Georgian Returnees in Abkhazia Fear War and Renewed Flight

Russia-Georgia conflict over S. Ossetia worries ethnic Georgians in Abkhazia.

ByABC News
February 18, 2009, 5:14 PM

GALI, Abkhazia, Aug. 23, 2008 -- Amid the phone calls from customers ordering bread, pizza and the cheese-filled pie "khachapuri," Nanka Lashkarava reflected on her life in her 10-square-meter bakery in Gali, south Abkhazia.

She holds an Abkhaz ID from a republic nobody recognizes, a Soviet passport from an entity that no longer exists and a Georgian ID card from a country that lies on the other side of a non-recognized border.

Still, her current legal limbo seems an improvement on her previous existence as a refugee in Moscow.

But if war breaks out between Russia and Georgia over Abkhazia, as it did over South Ossetia, another separatist region between Russia and Georgia, she knows she will have to pack up her life and flee. Again.

The baker, whose name has been changed for this story, is one of an estimated 45,000 ethnic Georgians to have returned to Abkhazia out of roughly 200,000 who fled the conflict between Georgia and its breakaway region in 1993.

The return of the pre-war population has been a key issue in the dispute between the Georgian government and the secessionist Abkhaz authorities based in Abkhazia's capital, Sukhumi. The Gali district is the only area where ethnic Georgians have been allowed to go back since the end of the conflict.

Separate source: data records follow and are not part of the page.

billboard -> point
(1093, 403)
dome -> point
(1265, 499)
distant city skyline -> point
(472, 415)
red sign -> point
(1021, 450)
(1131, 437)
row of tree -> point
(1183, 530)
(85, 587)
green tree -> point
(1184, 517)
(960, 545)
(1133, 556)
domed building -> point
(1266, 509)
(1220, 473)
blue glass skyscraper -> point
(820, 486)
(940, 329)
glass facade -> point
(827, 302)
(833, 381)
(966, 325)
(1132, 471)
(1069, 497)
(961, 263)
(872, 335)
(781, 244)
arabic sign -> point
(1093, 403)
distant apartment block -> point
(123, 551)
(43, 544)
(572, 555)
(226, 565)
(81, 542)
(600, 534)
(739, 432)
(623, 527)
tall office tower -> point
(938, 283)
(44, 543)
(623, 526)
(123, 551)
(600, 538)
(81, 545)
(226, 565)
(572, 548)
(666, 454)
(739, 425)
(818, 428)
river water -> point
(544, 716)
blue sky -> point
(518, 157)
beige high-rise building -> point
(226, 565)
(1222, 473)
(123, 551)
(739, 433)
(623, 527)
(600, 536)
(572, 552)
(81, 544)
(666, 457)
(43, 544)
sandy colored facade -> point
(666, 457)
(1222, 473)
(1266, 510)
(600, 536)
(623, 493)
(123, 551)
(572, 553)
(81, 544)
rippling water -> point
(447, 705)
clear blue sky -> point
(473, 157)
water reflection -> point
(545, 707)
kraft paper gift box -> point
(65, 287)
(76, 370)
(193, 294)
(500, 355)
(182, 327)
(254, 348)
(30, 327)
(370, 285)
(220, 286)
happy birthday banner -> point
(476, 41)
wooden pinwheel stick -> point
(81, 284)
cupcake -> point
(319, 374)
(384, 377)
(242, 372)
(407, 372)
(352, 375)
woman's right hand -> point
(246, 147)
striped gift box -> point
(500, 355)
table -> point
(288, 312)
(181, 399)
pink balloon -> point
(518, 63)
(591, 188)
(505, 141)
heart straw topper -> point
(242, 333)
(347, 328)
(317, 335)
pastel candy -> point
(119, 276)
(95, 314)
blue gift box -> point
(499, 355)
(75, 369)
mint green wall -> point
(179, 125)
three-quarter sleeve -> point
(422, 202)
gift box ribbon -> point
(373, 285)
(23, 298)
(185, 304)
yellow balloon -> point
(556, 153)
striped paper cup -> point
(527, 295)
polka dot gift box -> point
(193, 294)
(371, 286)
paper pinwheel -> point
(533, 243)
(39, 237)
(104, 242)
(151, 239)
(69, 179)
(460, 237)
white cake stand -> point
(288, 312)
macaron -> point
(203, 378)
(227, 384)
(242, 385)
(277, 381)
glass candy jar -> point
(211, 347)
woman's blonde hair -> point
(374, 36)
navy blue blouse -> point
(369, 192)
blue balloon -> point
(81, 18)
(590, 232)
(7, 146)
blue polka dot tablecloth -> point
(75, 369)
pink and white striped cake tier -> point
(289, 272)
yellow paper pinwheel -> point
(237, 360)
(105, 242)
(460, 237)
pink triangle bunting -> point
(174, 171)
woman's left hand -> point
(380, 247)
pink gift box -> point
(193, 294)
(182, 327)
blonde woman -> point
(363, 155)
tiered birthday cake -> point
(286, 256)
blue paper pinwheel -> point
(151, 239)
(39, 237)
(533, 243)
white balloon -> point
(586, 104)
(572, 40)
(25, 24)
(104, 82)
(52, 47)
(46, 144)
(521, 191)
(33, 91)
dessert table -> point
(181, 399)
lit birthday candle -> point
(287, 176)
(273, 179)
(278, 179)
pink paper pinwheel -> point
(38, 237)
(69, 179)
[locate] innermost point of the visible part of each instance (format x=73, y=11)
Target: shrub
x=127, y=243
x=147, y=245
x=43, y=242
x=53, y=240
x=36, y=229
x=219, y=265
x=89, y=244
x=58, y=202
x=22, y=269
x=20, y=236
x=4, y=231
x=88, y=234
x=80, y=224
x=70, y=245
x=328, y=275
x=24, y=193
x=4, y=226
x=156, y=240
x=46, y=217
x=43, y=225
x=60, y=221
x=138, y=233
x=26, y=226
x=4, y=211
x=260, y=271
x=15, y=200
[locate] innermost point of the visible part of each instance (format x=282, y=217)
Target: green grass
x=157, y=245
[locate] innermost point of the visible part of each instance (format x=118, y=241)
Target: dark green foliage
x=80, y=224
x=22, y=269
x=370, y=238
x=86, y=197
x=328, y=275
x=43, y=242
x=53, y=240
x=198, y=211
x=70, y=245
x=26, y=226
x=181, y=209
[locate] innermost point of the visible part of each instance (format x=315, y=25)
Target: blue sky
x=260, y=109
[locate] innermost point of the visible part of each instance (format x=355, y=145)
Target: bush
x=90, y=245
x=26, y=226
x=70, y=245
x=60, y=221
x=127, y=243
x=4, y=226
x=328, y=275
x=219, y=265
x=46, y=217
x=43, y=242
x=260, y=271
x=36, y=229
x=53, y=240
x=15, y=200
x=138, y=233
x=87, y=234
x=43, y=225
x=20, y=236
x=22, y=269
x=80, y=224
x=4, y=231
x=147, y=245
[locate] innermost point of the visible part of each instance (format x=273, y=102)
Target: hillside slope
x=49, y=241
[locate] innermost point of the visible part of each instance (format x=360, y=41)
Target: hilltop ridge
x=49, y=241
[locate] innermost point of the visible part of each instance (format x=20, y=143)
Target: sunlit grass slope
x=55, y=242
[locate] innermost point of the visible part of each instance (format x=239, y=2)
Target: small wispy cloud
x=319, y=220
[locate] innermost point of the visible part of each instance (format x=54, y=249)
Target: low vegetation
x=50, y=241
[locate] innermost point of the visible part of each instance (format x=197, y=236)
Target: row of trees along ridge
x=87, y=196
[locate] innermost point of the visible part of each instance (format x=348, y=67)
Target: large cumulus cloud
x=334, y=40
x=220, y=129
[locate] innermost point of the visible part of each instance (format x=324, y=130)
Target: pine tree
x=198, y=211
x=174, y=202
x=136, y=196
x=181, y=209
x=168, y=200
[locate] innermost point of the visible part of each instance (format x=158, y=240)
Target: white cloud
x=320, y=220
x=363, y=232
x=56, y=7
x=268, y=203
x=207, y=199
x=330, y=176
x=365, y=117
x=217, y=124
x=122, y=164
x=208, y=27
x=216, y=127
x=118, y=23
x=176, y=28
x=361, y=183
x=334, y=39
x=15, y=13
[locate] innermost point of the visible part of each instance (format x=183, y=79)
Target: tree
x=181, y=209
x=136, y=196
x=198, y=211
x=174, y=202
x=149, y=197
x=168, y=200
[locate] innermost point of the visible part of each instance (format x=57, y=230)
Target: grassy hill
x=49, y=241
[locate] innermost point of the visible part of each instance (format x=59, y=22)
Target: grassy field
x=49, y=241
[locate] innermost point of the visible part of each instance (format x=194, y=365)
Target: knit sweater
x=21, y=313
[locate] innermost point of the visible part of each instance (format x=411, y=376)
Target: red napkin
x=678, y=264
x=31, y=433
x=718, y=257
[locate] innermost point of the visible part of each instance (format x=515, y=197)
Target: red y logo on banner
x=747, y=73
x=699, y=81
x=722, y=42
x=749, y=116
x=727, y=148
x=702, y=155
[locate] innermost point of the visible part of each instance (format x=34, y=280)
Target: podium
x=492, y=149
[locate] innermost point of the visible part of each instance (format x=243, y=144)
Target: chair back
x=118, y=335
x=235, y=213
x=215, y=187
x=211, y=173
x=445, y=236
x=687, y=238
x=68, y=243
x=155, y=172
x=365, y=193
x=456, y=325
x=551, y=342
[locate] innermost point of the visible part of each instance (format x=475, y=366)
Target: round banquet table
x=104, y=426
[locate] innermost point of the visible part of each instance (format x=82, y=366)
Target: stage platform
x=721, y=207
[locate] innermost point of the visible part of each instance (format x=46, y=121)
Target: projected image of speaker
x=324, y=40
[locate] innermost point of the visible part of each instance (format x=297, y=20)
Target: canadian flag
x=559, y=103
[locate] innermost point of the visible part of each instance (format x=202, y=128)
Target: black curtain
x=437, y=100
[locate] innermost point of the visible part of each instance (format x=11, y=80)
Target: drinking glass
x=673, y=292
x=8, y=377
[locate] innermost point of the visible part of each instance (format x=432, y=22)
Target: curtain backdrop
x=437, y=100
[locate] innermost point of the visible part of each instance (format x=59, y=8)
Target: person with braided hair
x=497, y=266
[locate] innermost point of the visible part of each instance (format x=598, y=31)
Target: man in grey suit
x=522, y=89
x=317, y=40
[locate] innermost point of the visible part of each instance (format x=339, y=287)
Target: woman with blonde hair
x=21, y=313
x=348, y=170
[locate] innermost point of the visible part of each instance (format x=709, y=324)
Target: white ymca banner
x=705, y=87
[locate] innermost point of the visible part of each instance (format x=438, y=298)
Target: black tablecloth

The brief but nasty war over South Ossetia further casts a shadow over the fate of these people, as Abkhazia's government this week asked Russia to recognize the region's independence.

Currently, the border between Abkhazia and Georgia proper is sealed, stranding people used to traveling freely between the two regions.

The violence in the Kodori gorge, another hot spot in Abkhazia, has added to the tension. Georgian troops regained control of the small pocket of land two years ago. With Georgia focused on the Russian troops entering its territory from South Ossetia, the Sukhumi faction in Abkhazia managed to regain the gorge.

The de facto independent Abkhaz authorities tolerate the returnees to the Gali district, which was and remains an almost exclusively ethnic Georgian area -- the population is almost totally Mingrelian, regarded as a Georgian subgroup -- but so far, for security reasons, greater numbers have not returned elsewhere and the ethnic Abkhaz maintain an almost exclusive control over the local administration.

Meanwhile, the Georgian government in Tbilisi is committed to the full-scale return of the displaced to Abkhazia.

But as the request for Russian recognition suggests, the Russia-Georgia conflict over South Ossetia has strengthened the resolve of the authorities in Sukhumi to seek independence.

"We paid a high price for our independence over the last 15 years," said the young deputy foreign minister, Maxim Gunjia, over the phone from Sukhumi. "We won't be part of Russia or Georgia."

So will Abkhazia get the independence green light from Moscow?